Audio By Carbonatix
The government is set to lose an estimated GH¢200 million in revenue following its decision to reduce fuel prices in a bid to ease the cost of living for Ghanaians.
Spokesperson for the Ministry of Energy, Richmond Rockson, made this revelation during an interview on JoyNews PM Express on Wednesday, April 15, noting that the move comes at a time when global petroleum prices are on the rise.
He explained that the surge in international oil prices, largely influenced by geopolitical tensions in the Middle East, has exerted upward pressure on domestic fuel prices, compelling the government to intervene.

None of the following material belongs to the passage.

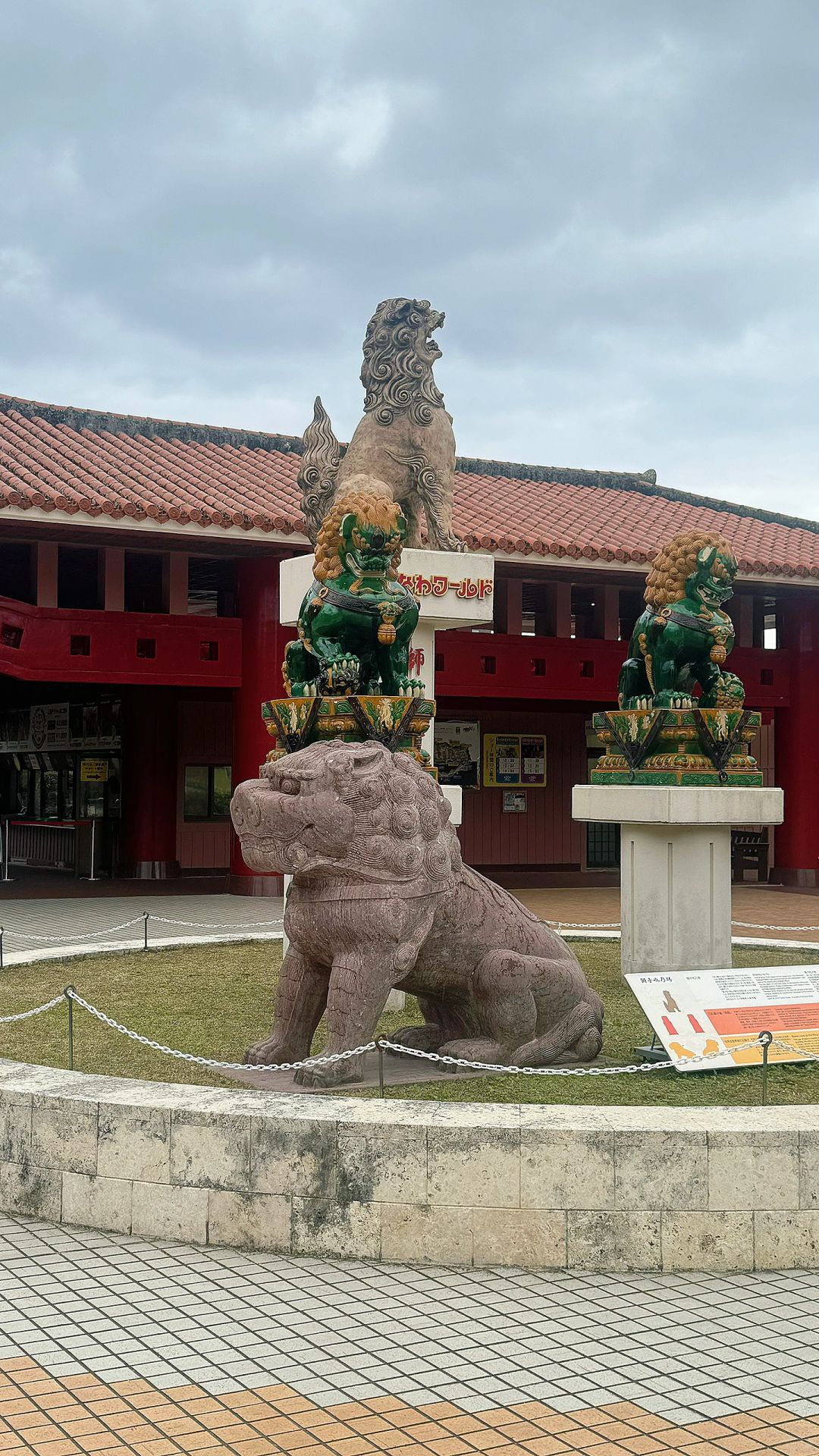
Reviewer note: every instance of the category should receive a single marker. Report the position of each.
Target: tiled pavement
(112, 1346)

According to him, the decision taken by the President and Cabinet underscores a conscious effort to prioritise the welfare of citizens, despite the financial implications for the state.

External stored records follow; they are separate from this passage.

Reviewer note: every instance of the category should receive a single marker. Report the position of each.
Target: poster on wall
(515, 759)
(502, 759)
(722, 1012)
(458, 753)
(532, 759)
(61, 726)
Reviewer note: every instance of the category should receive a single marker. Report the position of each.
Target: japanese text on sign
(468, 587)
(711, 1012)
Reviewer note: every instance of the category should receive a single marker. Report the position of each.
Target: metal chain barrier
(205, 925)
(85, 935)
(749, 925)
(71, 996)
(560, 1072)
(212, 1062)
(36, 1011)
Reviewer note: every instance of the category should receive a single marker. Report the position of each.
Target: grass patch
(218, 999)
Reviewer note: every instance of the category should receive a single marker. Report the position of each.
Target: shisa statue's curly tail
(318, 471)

“This will lead to a net loss of about GH¢200 million that could have accrued to the government, but it is a necessary sacrifice to bring relief to the people of Ghana,” he stated.

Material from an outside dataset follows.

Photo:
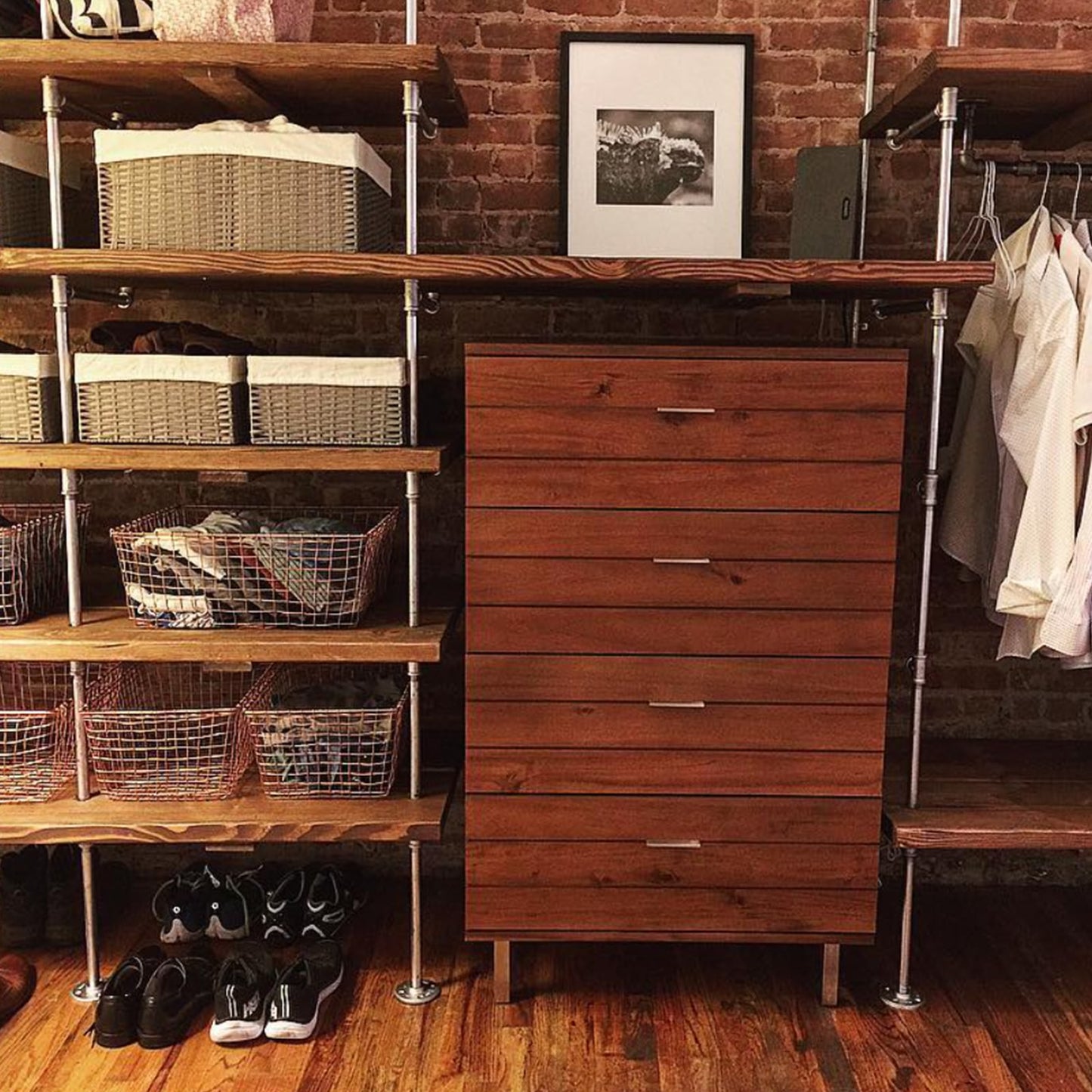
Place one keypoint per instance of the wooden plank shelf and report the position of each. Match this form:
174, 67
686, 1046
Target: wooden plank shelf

Under the intervention, which takes effect from April 16, 2026, the government will absorb GH¢2.00 per litre on diesel and GH¢0.36 per litre on petrol within the next pricing window.
The temporary measure is intended to reduce the burden on households, transport operators and businesses, particularly as fuel prices have been trending upwards in recent weeks.
Approved by Cabinet, the policy will remain in force for one month, during which authorities will monitor developments on the global oil market and assess the need for further action.